Bearden's use of color was also unique.  He was strongly affected by a trip he made to the Caribbean.  Because he lived in such urban, "dirty" cities as New York, Bearden was overwhelmed by the rich, vivid, "clean" colors of the tropics.  He soaked in these colors, and used them in his works to try and bring a little of that experience to his viewers back home in the city.  Through all of Bearden's wide oeuvre, and all of his motivations for painting in a certain style, it all comes back to the same quote:  "My intention is to reveal through pictorial complexities the life I know."  Bearden succeeded in revealing those complexities, made possible by his knowledge of his own life experiences.

Bearden was highly praised critically, but this high praise was never matched by a high price for his work.  Bearden never considered himself a black artist, either, although many wanted to pigeonhole him as such.

His tone was affectionate and celebratory, and subjects include many aspects of American life from that in New York City to Southern voodoo women that recalled experiences in his youth in rural North Carolina.  During the 1960s he turned to collages dealing with the daily life of black people.

He was born in Charlotte, North Carolina and spent his youth in Harlem of New York City, where his father was very active in the New York arts scene.  Bearden remembered having artists and musicians in the family home all the time, a presence that carried over into his own adult lifestyle.  When he began to live on his own, it was his apartment that became the gathering place for artists and musicians.  Bearden became a huge jazz and blues fanatic through this lifelong exposure, and he constantly incorporated his love of music into his art.

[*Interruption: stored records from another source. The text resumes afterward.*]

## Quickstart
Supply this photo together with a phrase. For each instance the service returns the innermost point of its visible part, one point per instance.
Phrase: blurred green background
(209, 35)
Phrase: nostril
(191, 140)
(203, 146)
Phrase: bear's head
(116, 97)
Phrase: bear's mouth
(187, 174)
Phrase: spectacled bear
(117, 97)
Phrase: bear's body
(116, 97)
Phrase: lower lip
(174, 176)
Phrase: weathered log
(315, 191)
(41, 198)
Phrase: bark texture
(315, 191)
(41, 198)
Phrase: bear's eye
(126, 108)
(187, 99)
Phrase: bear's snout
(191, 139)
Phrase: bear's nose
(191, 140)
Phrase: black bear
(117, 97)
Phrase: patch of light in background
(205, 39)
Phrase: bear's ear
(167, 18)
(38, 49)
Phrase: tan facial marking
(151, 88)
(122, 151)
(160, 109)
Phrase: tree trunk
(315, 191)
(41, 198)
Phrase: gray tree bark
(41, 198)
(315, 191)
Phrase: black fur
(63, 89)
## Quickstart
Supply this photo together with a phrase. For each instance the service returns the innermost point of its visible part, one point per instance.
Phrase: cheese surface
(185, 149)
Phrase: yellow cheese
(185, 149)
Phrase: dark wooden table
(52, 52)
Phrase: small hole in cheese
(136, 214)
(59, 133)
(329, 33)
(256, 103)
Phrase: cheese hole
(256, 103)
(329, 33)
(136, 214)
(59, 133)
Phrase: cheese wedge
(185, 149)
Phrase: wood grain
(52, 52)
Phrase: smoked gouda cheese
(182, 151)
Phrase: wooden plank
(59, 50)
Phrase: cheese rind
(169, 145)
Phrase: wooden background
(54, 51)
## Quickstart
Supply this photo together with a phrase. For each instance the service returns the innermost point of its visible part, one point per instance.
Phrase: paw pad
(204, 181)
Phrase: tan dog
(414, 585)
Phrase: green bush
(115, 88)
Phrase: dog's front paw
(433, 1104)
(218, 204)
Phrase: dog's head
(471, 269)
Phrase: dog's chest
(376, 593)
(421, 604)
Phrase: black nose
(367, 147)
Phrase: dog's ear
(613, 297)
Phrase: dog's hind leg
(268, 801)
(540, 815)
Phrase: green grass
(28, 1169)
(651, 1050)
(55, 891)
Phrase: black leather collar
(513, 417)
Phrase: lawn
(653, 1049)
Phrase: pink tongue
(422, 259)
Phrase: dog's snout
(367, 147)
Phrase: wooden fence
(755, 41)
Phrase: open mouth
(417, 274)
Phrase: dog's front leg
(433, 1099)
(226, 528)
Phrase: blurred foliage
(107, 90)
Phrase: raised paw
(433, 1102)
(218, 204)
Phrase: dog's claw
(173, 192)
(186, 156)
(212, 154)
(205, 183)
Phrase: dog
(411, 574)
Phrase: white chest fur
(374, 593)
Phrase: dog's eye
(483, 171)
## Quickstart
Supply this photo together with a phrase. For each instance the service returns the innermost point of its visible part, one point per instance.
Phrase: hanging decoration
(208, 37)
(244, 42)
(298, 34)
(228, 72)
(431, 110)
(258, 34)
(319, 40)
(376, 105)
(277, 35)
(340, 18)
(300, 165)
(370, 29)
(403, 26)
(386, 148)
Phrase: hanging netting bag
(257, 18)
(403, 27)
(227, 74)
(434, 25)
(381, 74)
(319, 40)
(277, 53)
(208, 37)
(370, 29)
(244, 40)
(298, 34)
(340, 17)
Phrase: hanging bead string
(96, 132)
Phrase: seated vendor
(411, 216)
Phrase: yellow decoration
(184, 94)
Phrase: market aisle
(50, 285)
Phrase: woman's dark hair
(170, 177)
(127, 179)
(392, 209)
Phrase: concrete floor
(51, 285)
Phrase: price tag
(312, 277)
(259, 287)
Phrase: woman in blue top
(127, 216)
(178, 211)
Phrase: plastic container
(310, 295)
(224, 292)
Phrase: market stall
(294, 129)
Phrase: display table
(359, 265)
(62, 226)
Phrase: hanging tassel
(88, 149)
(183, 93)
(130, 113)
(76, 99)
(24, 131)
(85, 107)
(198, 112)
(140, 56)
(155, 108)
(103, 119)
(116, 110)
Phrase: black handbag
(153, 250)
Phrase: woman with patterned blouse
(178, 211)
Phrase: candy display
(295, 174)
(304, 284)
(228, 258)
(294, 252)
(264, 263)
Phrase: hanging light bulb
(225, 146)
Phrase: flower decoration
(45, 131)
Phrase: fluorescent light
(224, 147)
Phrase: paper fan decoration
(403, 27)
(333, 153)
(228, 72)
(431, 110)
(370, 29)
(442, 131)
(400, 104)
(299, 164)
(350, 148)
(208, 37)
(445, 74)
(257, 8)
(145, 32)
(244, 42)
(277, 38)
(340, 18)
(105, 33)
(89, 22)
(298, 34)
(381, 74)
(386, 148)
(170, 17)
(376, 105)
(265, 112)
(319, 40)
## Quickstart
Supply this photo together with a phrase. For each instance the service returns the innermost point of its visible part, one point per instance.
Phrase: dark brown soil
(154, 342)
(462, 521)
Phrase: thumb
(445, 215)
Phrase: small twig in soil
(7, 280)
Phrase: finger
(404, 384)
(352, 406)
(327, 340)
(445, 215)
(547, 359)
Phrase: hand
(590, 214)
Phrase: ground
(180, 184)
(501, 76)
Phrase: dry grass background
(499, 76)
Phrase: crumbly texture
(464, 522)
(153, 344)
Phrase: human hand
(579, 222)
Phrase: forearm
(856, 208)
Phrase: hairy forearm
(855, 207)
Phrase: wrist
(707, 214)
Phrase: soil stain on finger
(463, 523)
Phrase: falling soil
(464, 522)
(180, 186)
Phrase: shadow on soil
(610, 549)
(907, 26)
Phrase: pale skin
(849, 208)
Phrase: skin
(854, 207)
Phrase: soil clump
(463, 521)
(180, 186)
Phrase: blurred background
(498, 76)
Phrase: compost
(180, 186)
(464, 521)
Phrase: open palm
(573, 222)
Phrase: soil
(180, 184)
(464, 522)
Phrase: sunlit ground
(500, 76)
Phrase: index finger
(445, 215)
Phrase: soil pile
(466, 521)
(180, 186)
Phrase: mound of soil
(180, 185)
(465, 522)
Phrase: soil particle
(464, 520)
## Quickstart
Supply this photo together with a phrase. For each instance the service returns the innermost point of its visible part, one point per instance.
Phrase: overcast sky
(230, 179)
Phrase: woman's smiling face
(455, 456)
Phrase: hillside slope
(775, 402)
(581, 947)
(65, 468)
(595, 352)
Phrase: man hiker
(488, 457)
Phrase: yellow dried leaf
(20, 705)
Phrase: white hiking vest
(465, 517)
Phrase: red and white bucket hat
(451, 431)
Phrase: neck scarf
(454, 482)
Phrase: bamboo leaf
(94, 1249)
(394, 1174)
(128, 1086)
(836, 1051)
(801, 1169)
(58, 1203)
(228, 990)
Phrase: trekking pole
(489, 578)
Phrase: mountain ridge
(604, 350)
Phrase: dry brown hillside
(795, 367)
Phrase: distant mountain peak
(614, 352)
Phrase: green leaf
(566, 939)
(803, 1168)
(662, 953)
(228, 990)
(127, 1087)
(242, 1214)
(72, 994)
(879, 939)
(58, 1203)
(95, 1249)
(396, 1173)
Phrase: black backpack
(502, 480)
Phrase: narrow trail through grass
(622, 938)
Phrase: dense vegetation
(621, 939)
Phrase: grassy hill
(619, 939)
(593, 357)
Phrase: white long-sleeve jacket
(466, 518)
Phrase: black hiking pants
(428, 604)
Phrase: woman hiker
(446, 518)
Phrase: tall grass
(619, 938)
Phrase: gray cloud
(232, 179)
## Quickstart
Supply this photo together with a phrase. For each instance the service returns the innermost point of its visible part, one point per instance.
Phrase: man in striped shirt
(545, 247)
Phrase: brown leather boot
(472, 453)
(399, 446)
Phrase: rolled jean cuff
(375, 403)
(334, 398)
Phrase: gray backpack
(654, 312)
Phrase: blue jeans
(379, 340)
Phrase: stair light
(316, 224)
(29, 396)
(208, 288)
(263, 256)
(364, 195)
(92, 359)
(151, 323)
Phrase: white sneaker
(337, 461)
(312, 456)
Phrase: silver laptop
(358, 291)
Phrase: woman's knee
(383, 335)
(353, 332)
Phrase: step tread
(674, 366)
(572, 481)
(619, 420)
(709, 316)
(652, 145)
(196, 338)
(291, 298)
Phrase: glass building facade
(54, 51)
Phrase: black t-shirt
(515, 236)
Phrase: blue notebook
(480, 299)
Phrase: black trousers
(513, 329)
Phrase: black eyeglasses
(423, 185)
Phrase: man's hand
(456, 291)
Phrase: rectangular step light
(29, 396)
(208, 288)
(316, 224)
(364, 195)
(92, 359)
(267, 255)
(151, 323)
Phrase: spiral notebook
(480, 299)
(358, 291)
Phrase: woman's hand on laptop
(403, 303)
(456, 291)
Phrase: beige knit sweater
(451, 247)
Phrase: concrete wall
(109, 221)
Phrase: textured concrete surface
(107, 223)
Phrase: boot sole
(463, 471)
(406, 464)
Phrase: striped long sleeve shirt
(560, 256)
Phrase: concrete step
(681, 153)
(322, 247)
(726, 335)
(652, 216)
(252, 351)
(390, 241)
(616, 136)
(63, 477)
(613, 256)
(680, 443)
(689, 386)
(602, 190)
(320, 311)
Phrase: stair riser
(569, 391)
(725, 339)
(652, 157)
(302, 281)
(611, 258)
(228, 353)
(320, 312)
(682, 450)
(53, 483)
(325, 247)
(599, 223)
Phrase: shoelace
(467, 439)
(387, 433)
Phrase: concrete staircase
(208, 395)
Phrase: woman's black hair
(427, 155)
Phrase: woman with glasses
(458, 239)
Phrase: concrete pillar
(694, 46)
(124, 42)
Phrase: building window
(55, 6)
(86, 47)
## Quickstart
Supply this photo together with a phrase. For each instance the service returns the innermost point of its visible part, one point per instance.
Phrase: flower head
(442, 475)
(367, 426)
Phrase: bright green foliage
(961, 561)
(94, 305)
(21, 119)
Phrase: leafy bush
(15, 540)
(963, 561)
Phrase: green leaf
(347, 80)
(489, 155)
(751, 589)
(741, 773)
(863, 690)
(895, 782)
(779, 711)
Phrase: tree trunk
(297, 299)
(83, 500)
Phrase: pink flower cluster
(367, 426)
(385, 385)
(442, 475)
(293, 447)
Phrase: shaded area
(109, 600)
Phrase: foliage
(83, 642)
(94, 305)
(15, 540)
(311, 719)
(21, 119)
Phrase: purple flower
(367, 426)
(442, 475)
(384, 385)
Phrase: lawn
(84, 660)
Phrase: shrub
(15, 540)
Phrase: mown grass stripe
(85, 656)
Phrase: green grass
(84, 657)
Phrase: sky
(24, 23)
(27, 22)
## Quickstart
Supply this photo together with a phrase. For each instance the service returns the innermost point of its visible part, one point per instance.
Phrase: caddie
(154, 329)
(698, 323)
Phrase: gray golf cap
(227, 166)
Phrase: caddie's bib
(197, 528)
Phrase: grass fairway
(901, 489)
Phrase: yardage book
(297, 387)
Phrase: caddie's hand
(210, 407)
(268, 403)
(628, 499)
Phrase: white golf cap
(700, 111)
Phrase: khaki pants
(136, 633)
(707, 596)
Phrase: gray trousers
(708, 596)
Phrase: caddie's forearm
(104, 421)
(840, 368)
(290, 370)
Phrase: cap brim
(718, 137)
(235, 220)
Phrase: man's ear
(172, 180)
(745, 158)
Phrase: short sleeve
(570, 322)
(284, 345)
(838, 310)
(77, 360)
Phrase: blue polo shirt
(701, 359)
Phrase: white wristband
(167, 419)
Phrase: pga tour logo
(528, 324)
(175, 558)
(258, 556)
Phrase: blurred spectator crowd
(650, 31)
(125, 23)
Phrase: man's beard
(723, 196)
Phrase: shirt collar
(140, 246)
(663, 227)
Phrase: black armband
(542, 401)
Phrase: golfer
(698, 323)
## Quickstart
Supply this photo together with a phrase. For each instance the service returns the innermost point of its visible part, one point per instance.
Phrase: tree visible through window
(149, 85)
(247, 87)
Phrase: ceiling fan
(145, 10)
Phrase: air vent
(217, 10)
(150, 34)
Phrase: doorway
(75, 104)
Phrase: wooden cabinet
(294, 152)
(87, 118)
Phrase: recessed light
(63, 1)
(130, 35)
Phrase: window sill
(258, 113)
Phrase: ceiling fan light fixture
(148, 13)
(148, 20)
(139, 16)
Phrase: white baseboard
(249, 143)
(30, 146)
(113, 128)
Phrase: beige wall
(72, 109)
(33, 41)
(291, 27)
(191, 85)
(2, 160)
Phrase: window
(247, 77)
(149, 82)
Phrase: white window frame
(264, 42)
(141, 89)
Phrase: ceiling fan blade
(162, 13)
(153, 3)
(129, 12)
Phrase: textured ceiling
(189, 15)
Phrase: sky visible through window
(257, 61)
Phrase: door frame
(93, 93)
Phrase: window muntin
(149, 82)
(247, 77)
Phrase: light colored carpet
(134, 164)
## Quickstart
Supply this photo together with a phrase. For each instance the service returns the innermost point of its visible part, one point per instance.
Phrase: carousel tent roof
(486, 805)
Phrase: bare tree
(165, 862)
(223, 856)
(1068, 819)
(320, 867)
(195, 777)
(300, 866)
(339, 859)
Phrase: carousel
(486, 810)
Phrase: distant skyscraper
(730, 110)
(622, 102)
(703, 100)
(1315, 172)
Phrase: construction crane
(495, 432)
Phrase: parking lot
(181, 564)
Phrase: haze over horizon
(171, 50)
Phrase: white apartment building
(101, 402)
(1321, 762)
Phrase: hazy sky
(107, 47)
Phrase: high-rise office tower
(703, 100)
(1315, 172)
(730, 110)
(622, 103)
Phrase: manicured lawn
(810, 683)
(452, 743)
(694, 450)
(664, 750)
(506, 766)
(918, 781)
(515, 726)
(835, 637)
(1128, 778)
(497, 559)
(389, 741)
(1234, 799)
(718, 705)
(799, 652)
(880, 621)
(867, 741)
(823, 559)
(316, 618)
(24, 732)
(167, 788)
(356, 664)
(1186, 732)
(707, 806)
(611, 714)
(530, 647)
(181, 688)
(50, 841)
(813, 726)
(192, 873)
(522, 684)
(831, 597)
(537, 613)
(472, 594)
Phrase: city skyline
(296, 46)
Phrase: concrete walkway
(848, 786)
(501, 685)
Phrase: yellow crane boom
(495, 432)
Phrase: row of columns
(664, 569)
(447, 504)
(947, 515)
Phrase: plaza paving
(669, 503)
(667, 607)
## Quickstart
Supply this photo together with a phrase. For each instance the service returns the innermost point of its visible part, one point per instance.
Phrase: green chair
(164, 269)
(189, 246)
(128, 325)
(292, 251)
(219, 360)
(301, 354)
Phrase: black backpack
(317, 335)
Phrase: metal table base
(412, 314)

In 1935, he graduated from New York University with a degree in mathematics, and the following year he studied with George Grosz at the Art Students League. Although he studied philosophy and art history at the Sorbonne in Paris, Bearden never had a formal education in art making, but this did not stop him from following his heart and pursuing something that he truly loved to do.  From 1938, he was intermittently employed as a caseworker for the New York City Department of Social Service and also was a song writer with several published works.

Early in Bearden's art career he met Stuart Davis, another successful painter of the time. Davis was also strongly influenced by jazz, and he showed Bearden how to visualize relationships between painting and jazz, which may not initially seem to share many similarities.

Bearden, through associations with other artists such as Davis as well as his own self-study, developed a strong link between the two disciplines.  For example, jazz and painting can be "hot" or "cool."  Both require great order and integrity. Both have improvisation as a key ingredient in the creative process. In his painting, Bearden sought connections.  And as in many great jazz works, Bearden refused to "close" his painting--he left the painting open to interpretation and manipulation by the viewer.

In 1974, he did a huge commissioned mural for Lincoln Hospital in the Bronx, but it was rejected because it had bared female breasts and because it had Black American images but nothing that reflected the local Latino population.  The mural sat in a warehouse until personnel of Bellevue Hospital rescued and installed it, with its final location being the hospital chapel.